August 11, 2011

People v. Brown - Colorado Court of Appeals decision 8-4-11

People v. Brown            Sexual Exploitation of a Child / Cop as Expert in Child Pornography / Sufficiency of the Evidence / Rule 403
Facts: During the execution of a search warrant, the police allegedly retrieved pictures from Mr. Brown’s computer. Although Mr. Brown disputed the authenticity, the prosecution claimed, and the jury unfortunately agreed, that the pictures indeed showed real children – not merely computer images.
Issue: Whether, under CRE Rule 403, the trial court erred in admitting the pictures?
Held: No.
Reasoning: The CofA simply held the pictures comprise proof of the alleged crime, and thus, the trial court did not err in admitting the photos. The CofA wrote, “Here, the images were direct proof of an essential element of the charged crimes, and the fact that the nature of the charges may be prejudicial to defendant does not justify exclusion of such relevant evidence.”
Issue: Whether the prosecution presented sufficient evidence that the pictures contained real children?
Held: Yes.
Reasoning: The CofA again disagreed the defesne, and said from viewing the pictures itself, the jury possessed sufficient evidence to convict.
Issue: Whether the trial court erred in allowing the Detective to testify as an “expert” in child pornography?
Held: Wait; is this a child porn case?

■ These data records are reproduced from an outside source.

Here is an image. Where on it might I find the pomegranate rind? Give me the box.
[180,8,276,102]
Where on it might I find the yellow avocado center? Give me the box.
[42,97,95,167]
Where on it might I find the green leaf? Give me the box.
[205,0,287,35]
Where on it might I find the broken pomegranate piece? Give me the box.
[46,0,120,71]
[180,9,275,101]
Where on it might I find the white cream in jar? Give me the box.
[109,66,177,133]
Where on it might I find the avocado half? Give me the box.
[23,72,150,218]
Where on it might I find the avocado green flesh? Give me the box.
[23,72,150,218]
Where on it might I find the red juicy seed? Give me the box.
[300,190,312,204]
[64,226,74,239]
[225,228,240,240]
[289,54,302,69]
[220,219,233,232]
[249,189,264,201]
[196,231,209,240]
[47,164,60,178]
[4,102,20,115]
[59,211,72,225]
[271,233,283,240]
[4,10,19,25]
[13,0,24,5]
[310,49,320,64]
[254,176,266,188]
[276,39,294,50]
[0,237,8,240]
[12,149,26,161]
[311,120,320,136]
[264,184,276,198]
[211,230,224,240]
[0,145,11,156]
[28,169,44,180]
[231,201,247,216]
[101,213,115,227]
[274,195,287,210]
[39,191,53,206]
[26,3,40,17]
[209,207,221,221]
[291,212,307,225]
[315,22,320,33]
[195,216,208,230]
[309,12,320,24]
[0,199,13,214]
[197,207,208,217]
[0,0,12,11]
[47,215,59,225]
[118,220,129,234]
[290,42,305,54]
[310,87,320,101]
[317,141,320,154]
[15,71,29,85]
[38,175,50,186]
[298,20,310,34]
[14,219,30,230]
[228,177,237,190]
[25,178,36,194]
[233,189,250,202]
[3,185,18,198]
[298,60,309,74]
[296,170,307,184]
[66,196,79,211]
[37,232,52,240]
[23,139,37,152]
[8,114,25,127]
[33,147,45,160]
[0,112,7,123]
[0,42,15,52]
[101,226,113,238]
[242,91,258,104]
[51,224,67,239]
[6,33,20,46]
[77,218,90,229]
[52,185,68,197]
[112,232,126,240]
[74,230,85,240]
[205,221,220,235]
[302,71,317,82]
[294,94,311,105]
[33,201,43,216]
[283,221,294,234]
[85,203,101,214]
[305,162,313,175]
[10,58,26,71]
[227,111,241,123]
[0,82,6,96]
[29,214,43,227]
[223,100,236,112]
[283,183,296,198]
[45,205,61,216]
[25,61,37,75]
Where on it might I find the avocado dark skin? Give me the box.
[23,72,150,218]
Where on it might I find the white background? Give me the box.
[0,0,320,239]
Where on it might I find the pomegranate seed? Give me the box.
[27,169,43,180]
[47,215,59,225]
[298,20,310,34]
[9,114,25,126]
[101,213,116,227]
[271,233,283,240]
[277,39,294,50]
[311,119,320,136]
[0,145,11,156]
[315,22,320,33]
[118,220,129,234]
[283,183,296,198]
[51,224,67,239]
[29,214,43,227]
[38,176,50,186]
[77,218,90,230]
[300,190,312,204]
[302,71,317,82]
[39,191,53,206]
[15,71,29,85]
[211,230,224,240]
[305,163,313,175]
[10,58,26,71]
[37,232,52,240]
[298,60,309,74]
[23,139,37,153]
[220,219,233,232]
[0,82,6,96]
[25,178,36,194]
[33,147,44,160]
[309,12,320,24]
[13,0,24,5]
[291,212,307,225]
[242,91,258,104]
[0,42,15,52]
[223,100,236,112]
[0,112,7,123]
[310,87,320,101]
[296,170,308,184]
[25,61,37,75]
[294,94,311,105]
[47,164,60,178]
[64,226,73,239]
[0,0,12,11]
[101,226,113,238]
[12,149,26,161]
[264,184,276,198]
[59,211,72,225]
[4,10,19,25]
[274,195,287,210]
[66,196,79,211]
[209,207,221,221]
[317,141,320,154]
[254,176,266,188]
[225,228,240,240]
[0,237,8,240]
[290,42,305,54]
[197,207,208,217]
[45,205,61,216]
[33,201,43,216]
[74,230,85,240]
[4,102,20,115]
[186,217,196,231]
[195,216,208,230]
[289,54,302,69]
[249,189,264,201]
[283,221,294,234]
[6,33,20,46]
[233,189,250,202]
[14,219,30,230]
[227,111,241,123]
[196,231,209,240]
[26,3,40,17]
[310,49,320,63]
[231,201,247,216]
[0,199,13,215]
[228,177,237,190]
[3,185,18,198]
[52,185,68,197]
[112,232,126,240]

Then, of course, NO!
Reasoning: Essentially, getting generic b.s. training as a cop, being a cop, and claiming ‘expertise’ from his one-week class, the trial court did not err in allowing the cop to testify as an expert in child porn. The CofA wrote, “Here, we cannot say that the court's qualification of the detective as an expert was manifestly unreasonable, arbitrary, or unfair, in light of the detective's (1) two years with the child abuse unit; (2) classes on investigating sexual exploitation of children cases; and (3) previous handling of approximately a dozen child pornography investigations.” The CofA drew this conclusion despite the fact that the prosecution sandbagged the defense. Here, the prosecution did not endorse cop-hack as an expert prior to trial, provided no expert report, did not disclose the CV of cop-hack, did not disclose the treatises relied upon (pretending there would be any), or prior testimony as an expert (of which there appears to be none).

1 comment:

  1. If my recollection is correct, he was basically endorsed mid-trial when I challenged the authenticity of the alleged photos, since there was no witness who could say what they purported to be. Judge bascially said, if i don't admit the photos/video, there's no case, so I'm going to admit them. So like you said, because this is a child porn case, he's an expert and the photos go the jury to decide if they're real.